日本文化の醸成
日本は四方が海に囲まれている地形的特徴から、大陸から伝わる文化と混ざり合いながら生活様式の変化やその時の政治、宗教の影響を受けながら独自の文化が形成されてきました。古代の日本では狩猟や採集をする生活を送っていましたが、大陸から稲作が伝わるなど次第に農耕中心の生活に変化していき、集落や村が形成されるようになっていきました。集落や村の規模は徐々に拡大していき、広範囲を支配する個人の台頭や国の成立が行われていきます。その中から現在まで続く天皇を政治の中心とする国が台頭し権力を強めていきました。時代が進むにつれて政治の中心は天皇から武士へ、そしてまた天皇へと移り変わっていきますが、その過程で様々な文化が形成されてきました。

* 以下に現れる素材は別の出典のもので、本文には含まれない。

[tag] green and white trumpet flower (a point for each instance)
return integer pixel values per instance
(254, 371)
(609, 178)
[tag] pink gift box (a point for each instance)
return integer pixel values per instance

また、宗教の観点では、古来の日本人は農耕文化の発展や集落の形成に伴い、自然の中に神の存在を感じ日々の生活や家族、村といった共同体を守る目的で自然の脅威に対し恐れ敬いながら日々の安寧を祈るといった土着の自然信仰が行われてきました。これは身の回りのあらゆるものには神が宿るという考え方(八百万の神)であり、現在の神道の礎となっています。その後、有力な国、政治権力の登場によって伝説的な物語を付け加えながら次第に神道の原型が形作られ、体系化されていきます。
一方で6世紀に大陸から仏教が伝来し、共同体の安寧を祈る神道の考え方とは異なる救済という概念が受け入れられ、日本でも普及していきます。はじめは神と仏は異なるものと認識されていましたが、各時代の暮らし、政治的背景から様々な解釈が行われ、次第に神と仏は同じものであるという考え方が広まり神道と仏教は混じり合っていきました。そのため、神社の隣や敷地内にお寺や仏教に関連するものが設置されたり、その逆があったりすることや、一年を通して仏教、神道どちらの行事も行うことなど、日本独自の宗教観が育まれ日本の文化にもそれが表れています。
明治になると神道と仏教は異なるものであると明確に分けられるようになりましたが、風習としてはどちらの文化も残り続けています。